Table 7 indicates that the set error, measured by MAPE, is 2.15%. In addition, the mean absolute error (MAE) exhibits an increase of 0.03 units, while the mean square error (MSE) shows a relative rise of 0.01 units. This suggests that a reduction in the training set data results in inadequate historical information being captured by the model, potentially diminishing its capacity for generalization. The error remains within an acceptable range.
This paper introduces soybean meal price as an explanatory variable to address potential omitted variable bias in the existing literature on factors influencing soybean prices. Upon incorporating the soybean meal price variable, the MIDAS-SVR model was re-evaluated, revealing that the mean relative error (MAPE) of the test set increased by a mere 0.01% (refer to
Table 7). This suggests that the inclusion of explanatory variables slightly decreases the fitting accuracy on the training set while leaving prediction accuracy largely unaffected. The model presented in this paper successfully passed the robustness test, indicating that the research conclusions are very reliable.
4. Results and Discussion
Soybean prices are influenced by a variety of factors, including both macroeconomic data, which is typically reported on a quarterly basis, and low-frequency data, which is often available on a monthly basis. This paper employs a mixed-frequency data sampling (MIDAS) model to integrate daily data, such as weather and investor sentiment, with varying frequency sample data, all within a unified prediction framework. Our approach extends the work of Wang et al. (2023) by incorporating machine learning techniques to address known nonlinearity challenges in standard MIDAS applications [
11]. Given the complexity and nonlinear nature of soybean price fluctuations, this study leverages the strengths of machine learning in handling intricate data. By fully exploring the nonlinear and discontinuous aspects of the data, the research combines machine learning with a mixed-frequency data sampling model to develop a mixed-frequency support vector regression (MIDAS-SVR) prediction model for soybean prices. Empirical research on soybean price data in China from January 2012 to January 2024 indicates that the MIDAS-SVR model demonstrates optimal predictive performance and improved stability, leading to the following key conclusions:
There are four key dimensions that influence soybean prices: macroeconomic factors, supply and demand, weather, and public sentiment. Notably, the Consumer Price Index (CPI), corn prices, the El Niño Index, exchange rates, and the Baidu Index exhibit a significant correlation with fluctuations in soybean prices (
p-values < 0.05). These findings align with Ferreira et al.’s (2022) demonstration of weather impacts on soybean markets [
35].
The MIDAS-SVR model improves prediction accuracy by using the information contained in high-frequency data, thus improving on traditional methods that merely simplify high-frequency data to single-frequency data through direct averaging.

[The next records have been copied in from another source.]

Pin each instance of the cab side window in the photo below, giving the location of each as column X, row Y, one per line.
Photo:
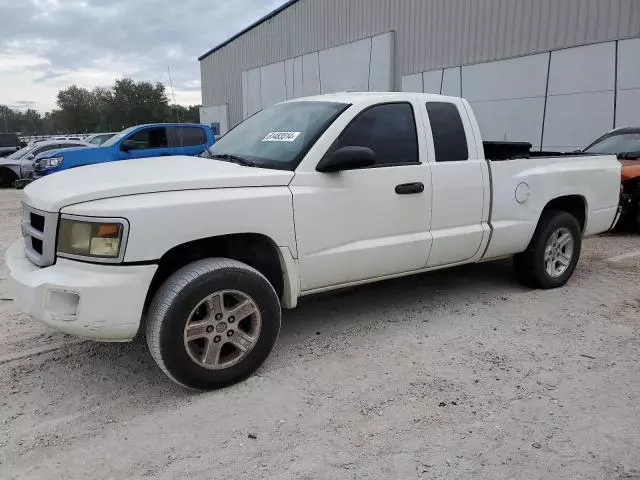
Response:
column 150, row 138
column 186, row 136
column 389, row 130
column 449, row 139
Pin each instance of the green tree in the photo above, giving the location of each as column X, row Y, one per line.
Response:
column 77, row 110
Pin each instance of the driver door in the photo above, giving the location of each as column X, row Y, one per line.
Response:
column 358, row 225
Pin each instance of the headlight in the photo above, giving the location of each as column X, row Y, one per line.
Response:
column 92, row 239
column 51, row 162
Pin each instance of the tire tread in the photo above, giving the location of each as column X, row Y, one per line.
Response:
column 164, row 298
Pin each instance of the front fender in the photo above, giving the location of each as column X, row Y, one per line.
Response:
column 160, row 221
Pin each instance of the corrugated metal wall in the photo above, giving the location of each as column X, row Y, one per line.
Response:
column 430, row 34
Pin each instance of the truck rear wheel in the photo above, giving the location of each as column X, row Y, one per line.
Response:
column 213, row 323
column 553, row 253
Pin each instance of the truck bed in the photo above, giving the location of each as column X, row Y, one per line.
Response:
column 520, row 189
column 501, row 151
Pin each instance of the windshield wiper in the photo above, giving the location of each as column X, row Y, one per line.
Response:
column 234, row 159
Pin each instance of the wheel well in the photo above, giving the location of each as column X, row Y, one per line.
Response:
column 572, row 204
column 256, row 250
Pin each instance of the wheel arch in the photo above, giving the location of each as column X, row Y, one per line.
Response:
column 574, row 204
column 255, row 249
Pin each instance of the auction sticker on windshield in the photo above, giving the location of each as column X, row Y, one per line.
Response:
column 281, row 137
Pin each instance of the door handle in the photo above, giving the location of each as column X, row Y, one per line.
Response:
column 409, row 188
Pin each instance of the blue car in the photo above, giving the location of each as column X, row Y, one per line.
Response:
column 141, row 141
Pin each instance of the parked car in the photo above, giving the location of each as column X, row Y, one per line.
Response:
column 18, row 166
column 625, row 144
column 153, row 140
column 306, row 196
column 76, row 138
column 99, row 138
column 9, row 143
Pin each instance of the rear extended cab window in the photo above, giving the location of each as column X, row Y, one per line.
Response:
column 449, row 139
column 186, row 136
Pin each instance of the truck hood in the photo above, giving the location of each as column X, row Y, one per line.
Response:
column 147, row 175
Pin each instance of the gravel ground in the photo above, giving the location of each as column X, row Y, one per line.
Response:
column 456, row 374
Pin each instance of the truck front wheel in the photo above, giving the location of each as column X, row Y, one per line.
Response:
column 553, row 253
column 213, row 323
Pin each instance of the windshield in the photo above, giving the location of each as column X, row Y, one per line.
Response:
column 616, row 144
column 113, row 140
column 22, row 152
column 279, row 136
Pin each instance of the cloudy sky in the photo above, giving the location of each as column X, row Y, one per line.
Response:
column 46, row 45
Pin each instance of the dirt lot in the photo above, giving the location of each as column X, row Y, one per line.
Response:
column 459, row 374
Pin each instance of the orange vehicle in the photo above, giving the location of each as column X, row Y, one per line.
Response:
column 625, row 143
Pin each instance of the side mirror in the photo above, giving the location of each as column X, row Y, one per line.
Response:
column 347, row 158
column 128, row 145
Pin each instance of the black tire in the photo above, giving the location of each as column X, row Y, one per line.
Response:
column 181, row 293
column 529, row 265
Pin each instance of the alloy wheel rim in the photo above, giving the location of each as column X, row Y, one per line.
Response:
column 222, row 329
column 558, row 252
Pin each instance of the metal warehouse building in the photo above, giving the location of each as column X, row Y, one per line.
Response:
column 556, row 73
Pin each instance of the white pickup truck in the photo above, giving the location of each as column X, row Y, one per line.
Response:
column 306, row 196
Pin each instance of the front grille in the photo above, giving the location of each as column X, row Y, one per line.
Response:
column 37, row 221
column 37, row 245
column 39, row 232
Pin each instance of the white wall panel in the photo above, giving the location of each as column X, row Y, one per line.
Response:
column 590, row 68
column 272, row 84
column 245, row 94
column 629, row 63
column 451, row 82
column 345, row 67
column 412, row 83
column 254, row 102
column 298, row 90
column 628, row 110
column 310, row 74
column 216, row 113
column 514, row 78
column 432, row 81
column 381, row 77
column 574, row 121
column 515, row 120
column 289, row 77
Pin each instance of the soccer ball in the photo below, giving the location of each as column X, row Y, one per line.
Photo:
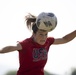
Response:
column 46, row 21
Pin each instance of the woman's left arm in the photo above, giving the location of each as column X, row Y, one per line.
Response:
column 66, row 38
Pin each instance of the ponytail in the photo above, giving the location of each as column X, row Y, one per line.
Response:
column 31, row 22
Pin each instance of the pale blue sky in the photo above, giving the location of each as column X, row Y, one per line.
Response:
column 13, row 28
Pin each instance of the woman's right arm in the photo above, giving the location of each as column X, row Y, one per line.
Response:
column 10, row 48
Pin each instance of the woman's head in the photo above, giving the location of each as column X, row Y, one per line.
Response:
column 39, row 35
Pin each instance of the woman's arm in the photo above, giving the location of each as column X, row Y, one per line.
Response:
column 10, row 48
column 66, row 38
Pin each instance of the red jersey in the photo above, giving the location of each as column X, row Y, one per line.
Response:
column 33, row 57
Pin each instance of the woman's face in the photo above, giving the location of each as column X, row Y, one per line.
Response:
column 40, row 37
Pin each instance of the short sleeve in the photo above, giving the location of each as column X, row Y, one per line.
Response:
column 50, row 40
column 23, row 44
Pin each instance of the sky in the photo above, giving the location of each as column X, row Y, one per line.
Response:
column 61, row 58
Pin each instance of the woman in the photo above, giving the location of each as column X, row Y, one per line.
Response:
column 33, row 51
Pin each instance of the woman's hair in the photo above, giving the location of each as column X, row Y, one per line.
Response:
column 31, row 22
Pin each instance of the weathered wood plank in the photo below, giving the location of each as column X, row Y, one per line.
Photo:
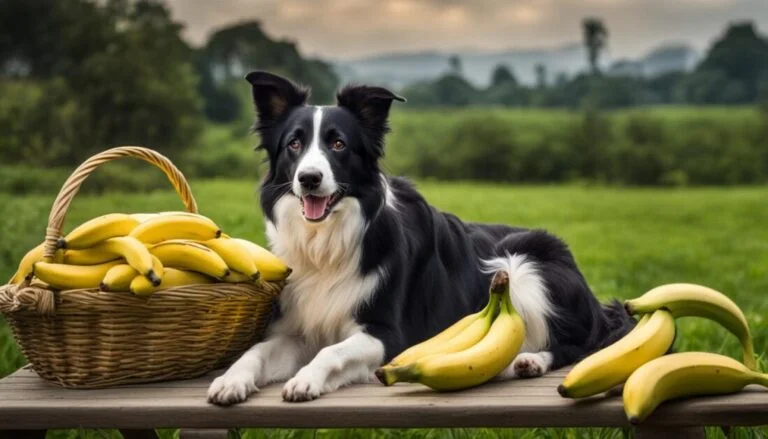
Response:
column 28, row 402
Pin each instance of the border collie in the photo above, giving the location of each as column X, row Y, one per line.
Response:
column 376, row 269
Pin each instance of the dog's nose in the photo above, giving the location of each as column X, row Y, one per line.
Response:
column 310, row 179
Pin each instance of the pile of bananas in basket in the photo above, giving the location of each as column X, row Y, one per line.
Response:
column 468, row 353
column 143, row 253
column 650, row 377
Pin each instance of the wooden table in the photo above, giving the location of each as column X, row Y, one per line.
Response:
column 28, row 403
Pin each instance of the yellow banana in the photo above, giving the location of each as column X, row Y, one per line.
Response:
column 141, row 217
column 25, row 266
column 134, row 252
column 99, row 229
column 119, row 277
column 612, row 365
column 270, row 266
column 171, row 278
column 691, row 300
column 459, row 336
column 71, row 277
column 188, row 255
column 235, row 254
column 473, row 366
column 176, row 226
column 684, row 374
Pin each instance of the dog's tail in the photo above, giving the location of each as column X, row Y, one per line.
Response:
column 529, row 296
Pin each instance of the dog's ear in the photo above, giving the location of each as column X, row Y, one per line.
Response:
column 274, row 95
column 371, row 106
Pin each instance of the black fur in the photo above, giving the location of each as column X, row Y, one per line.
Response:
column 431, row 259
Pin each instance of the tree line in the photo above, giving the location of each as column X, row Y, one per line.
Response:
column 79, row 76
column 733, row 71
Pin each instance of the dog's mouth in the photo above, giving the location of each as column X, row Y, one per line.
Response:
column 316, row 208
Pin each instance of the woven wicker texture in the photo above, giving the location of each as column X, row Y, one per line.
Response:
column 88, row 338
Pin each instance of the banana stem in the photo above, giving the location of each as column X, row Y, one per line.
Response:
column 749, row 353
column 761, row 379
column 391, row 375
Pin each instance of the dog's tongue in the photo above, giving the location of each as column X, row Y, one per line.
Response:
column 314, row 207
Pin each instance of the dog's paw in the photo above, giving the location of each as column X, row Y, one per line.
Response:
column 305, row 386
column 528, row 365
column 231, row 389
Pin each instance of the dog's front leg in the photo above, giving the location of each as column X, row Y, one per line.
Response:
column 352, row 360
column 274, row 359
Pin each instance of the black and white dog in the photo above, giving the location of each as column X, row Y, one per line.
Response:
column 376, row 269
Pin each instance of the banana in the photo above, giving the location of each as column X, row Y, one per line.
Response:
column 684, row 374
column 459, row 336
column 141, row 217
column 171, row 278
column 691, row 300
column 612, row 365
column 235, row 254
column 71, row 277
column 99, row 229
column 192, row 256
column 170, row 226
column 269, row 265
column 119, row 277
column 134, row 252
column 25, row 266
column 472, row 366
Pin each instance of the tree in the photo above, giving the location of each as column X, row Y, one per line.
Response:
column 454, row 63
column 595, row 36
column 502, row 75
column 233, row 51
column 541, row 75
column 741, row 58
column 109, row 72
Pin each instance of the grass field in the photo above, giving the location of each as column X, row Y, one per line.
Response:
column 626, row 242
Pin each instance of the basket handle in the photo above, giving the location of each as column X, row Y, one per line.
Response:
column 73, row 183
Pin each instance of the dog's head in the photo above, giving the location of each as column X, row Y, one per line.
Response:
column 320, row 155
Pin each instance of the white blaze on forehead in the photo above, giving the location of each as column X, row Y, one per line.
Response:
column 315, row 158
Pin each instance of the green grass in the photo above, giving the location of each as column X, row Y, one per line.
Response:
column 626, row 241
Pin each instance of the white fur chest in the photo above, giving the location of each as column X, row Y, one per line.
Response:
column 326, row 288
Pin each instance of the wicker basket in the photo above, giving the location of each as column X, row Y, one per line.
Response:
column 88, row 338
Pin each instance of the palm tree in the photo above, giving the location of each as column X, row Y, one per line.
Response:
column 595, row 37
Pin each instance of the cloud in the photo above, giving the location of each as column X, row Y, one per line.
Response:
column 352, row 28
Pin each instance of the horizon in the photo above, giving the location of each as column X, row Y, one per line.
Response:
column 396, row 27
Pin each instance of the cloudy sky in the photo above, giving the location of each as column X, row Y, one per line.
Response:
column 343, row 29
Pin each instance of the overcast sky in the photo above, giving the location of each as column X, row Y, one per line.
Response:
column 343, row 29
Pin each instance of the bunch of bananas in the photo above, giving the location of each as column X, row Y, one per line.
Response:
column 650, row 377
column 468, row 353
column 143, row 253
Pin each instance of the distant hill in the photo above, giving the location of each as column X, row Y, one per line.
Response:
column 399, row 69
column 663, row 59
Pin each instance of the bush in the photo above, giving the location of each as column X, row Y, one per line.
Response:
column 660, row 147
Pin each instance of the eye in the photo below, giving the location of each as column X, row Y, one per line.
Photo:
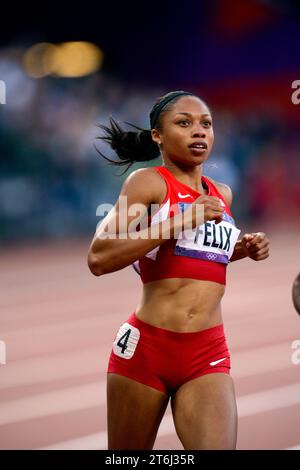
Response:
column 184, row 123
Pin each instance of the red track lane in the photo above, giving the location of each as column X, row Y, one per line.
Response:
column 58, row 322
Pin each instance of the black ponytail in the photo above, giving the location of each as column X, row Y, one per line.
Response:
column 130, row 146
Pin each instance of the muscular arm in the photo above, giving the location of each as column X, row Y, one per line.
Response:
column 254, row 245
column 109, row 251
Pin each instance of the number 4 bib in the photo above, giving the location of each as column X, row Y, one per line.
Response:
column 126, row 341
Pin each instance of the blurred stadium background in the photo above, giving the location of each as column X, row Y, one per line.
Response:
column 64, row 72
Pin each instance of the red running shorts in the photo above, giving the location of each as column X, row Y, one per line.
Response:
column 165, row 359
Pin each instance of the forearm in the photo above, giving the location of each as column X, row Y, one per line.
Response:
column 108, row 255
column 239, row 252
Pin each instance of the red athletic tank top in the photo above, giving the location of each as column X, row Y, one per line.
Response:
column 201, row 253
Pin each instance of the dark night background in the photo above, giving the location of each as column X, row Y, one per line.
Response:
column 240, row 56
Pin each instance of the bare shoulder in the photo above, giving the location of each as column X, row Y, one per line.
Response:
column 224, row 189
column 144, row 183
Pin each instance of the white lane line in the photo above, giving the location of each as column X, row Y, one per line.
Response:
column 47, row 404
column 268, row 400
column 94, row 394
column 247, row 405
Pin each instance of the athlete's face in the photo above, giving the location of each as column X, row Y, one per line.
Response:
column 187, row 133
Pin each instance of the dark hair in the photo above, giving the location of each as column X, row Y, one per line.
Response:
column 138, row 146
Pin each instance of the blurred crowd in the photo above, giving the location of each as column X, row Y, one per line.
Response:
column 52, row 179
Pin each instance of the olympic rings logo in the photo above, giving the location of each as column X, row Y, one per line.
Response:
column 211, row 256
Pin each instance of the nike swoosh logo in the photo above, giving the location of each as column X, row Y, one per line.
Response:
column 217, row 362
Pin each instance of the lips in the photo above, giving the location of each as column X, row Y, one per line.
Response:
column 199, row 144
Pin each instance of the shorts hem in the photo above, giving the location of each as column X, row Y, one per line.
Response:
column 139, row 380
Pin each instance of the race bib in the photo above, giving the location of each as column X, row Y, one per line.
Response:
column 126, row 341
column 209, row 241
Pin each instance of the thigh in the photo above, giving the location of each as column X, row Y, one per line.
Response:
column 205, row 413
column 134, row 413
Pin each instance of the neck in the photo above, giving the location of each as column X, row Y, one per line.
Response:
column 189, row 175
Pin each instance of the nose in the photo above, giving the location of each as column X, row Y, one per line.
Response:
column 198, row 131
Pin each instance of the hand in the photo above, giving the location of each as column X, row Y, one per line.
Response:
column 256, row 245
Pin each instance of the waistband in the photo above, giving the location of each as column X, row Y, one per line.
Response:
column 209, row 334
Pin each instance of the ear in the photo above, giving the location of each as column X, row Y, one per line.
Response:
column 156, row 136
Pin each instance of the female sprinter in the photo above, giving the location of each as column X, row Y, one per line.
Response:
column 173, row 345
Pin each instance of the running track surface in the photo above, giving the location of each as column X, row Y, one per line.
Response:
column 58, row 322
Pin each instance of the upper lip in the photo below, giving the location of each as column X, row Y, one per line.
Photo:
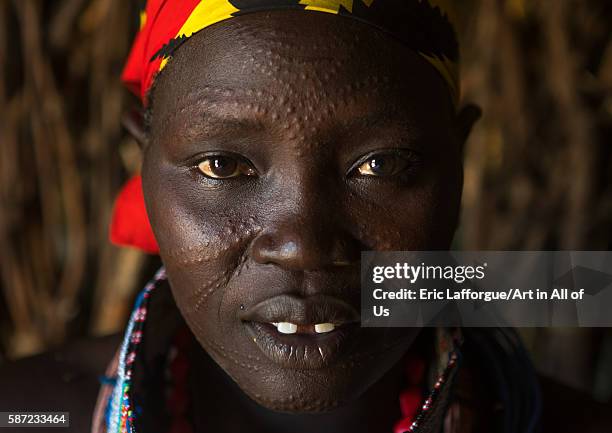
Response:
column 301, row 311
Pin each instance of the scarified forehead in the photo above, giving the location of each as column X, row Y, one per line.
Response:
column 271, row 58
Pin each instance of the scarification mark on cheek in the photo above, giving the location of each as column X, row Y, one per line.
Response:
column 230, row 238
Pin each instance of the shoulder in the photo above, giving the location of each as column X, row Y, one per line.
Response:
column 566, row 410
column 66, row 380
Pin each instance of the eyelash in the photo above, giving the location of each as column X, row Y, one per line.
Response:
column 409, row 157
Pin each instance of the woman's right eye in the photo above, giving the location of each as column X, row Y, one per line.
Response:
column 224, row 167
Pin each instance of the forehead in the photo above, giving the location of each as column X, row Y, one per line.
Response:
column 300, row 59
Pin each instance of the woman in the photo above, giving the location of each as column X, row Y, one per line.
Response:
column 281, row 141
column 282, row 138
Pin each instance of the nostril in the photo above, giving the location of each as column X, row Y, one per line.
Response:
column 289, row 249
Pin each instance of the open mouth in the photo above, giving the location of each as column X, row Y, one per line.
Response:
column 302, row 333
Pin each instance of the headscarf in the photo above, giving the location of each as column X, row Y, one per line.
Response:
column 424, row 26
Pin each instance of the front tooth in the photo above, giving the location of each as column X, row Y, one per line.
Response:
column 287, row 328
column 321, row 328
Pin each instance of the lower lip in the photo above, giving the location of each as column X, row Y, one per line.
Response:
column 302, row 351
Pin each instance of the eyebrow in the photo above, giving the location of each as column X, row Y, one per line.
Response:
column 209, row 101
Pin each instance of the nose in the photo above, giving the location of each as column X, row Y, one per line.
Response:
column 304, row 242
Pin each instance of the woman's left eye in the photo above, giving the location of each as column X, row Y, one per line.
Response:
column 225, row 167
column 383, row 165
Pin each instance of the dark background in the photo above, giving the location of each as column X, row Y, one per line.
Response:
column 538, row 173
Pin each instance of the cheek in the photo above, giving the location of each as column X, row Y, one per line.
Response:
column 423, row 217
column 201, row 248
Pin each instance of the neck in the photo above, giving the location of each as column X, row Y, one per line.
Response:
column 218, row 400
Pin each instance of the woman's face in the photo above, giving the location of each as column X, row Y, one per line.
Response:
column 281, row 146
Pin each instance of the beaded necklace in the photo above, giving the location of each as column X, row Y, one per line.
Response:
column 417, row 417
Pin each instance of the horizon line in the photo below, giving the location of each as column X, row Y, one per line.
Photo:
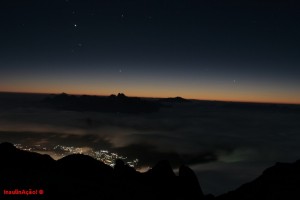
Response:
column 153, row 97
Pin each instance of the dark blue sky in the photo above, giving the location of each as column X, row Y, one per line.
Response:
column 218, row 50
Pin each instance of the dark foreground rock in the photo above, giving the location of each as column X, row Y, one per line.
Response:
column 281, row 181
column 82, row 177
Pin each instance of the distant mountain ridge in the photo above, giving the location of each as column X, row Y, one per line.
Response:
column 113, row 103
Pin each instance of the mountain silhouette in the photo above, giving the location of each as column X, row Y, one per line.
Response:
column 114, row 103
column 281, row 181
column 80, row 176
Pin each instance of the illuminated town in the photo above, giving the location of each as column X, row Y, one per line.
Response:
column 60, row 151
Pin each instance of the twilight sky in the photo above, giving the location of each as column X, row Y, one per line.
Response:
column 215, row 50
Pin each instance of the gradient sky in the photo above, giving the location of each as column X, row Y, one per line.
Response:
column 215, row 50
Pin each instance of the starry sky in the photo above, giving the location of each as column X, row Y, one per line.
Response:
column 212, row 50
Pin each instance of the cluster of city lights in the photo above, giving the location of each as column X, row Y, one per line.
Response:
column 60, row 151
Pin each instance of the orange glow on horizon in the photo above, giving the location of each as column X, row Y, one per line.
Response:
column 205, row 96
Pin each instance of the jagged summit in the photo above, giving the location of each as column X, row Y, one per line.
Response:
column 114, row 103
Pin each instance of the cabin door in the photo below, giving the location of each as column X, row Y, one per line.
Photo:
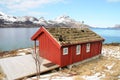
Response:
column 71, row 55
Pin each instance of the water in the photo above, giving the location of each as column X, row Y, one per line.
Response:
column 110, row 35
column 15, row 38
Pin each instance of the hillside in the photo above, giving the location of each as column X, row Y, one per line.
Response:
column 29, row 21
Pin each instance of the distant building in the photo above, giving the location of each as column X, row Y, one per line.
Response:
column 65, row 46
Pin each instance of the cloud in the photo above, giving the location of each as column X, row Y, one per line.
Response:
column 22, row 5
column 113, row 0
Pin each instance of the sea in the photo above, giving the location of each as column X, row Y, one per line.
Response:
column 16, row 38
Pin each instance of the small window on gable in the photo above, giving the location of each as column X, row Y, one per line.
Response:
column 88, row 47
column 65, row 51
column 78, row 49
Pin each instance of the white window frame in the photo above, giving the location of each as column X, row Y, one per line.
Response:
column 88, row 47
column 78, row 49
column 65, row 51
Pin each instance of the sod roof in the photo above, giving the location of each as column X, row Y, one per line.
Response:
column 74, row 35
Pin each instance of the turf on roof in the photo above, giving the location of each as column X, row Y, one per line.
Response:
column 73, row 35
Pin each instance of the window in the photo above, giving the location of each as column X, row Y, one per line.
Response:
column 65, row 51
column 88, row 47
column 78, row 49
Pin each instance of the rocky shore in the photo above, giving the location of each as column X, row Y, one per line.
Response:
column 106, row 67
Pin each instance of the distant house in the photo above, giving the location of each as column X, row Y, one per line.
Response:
column 65, row 46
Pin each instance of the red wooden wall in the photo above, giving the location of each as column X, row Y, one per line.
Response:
column 48, row 49
column 71, row 57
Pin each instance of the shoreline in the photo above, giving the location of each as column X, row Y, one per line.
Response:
column 24, row 51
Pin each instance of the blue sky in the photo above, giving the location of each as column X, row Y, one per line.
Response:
column 97, row 13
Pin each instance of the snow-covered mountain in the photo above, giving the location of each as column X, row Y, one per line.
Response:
column 61, row 21
column 6, row 17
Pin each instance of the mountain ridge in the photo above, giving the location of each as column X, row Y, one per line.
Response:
column 29, row 21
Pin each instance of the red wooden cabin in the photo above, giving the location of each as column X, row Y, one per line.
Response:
column 65, row 46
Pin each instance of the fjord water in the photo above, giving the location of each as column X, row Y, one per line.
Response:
column 15, row 38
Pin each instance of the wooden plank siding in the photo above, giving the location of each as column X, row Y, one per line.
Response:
column 49, row 50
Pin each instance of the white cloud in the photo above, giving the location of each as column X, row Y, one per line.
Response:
column 113, row 0
column 22, row 5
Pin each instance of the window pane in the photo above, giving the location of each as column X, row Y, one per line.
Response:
column 88, row 47
column 65, row 51
column 78, row 49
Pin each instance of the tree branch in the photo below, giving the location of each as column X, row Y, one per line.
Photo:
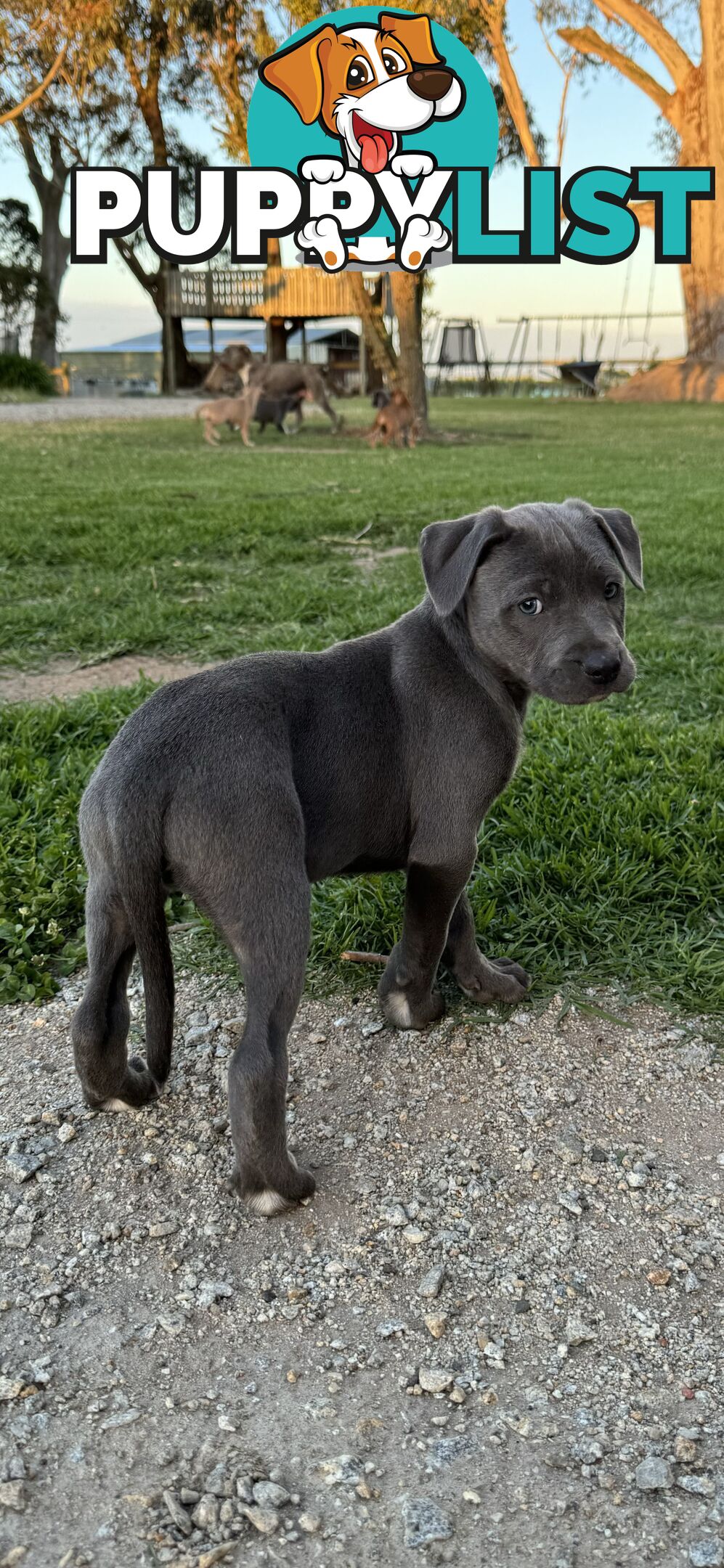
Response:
column 32, row 98
column 492, row 13
column 652, row 32
column 35, row 167
column 587, row 41
column 146, row 279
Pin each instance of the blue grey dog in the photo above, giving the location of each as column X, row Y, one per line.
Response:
column 246, row 783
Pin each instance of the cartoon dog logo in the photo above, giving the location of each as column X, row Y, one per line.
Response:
column 367, row 85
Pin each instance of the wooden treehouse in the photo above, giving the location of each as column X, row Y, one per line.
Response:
column 285, row 298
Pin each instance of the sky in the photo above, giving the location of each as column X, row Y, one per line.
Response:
column 609, row 123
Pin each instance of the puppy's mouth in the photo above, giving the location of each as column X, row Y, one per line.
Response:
column 375, row 144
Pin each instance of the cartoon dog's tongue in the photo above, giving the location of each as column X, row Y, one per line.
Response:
column 375, row 144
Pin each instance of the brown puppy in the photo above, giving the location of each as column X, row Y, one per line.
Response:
column 235, row 412
column 395, row 422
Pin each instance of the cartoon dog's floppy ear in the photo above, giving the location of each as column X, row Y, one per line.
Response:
column 414, row 33
column 452, row 552
column 298, row 73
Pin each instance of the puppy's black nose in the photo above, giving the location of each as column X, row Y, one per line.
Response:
column 602, row 665
column 431, row 82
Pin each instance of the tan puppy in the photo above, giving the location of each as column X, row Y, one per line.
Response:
column 367, row 85
column 235, row 412
column 395, row 422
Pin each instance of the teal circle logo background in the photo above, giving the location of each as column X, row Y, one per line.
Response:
column 278, row 139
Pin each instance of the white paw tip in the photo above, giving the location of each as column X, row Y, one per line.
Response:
column 323, row 236
column 420, row 237
column 322, row 170
column 412, row 165
column 267, row 1203
column 399, row 1008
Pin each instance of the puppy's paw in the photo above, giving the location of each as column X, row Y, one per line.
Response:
column 420, row 237
column 325, row 237
column 412, row 165
column 285, row 1186
column 494, row 981
column 322, row 170
column 404, row 1010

The MIDAS-SVR model demonstrates superior prediction accuracy and stability compared to other models, making it very suitable for capturing soybean price trends. The results obtained in this paper validate the MIDAS-SVR prediction model and offer new methodological support for soybean price prediction, opening up a wide range of theoretical and practical applications.
It should be noted that the current study has two main limitations: The model validation was conducted on a single commodity time series, and its generalizability to other agricultural markets requires further investigation. China-focused data may require calibration for global markets. Future research will expand the validation to multiple commodity markets and explore optimization techniques for practical implementation.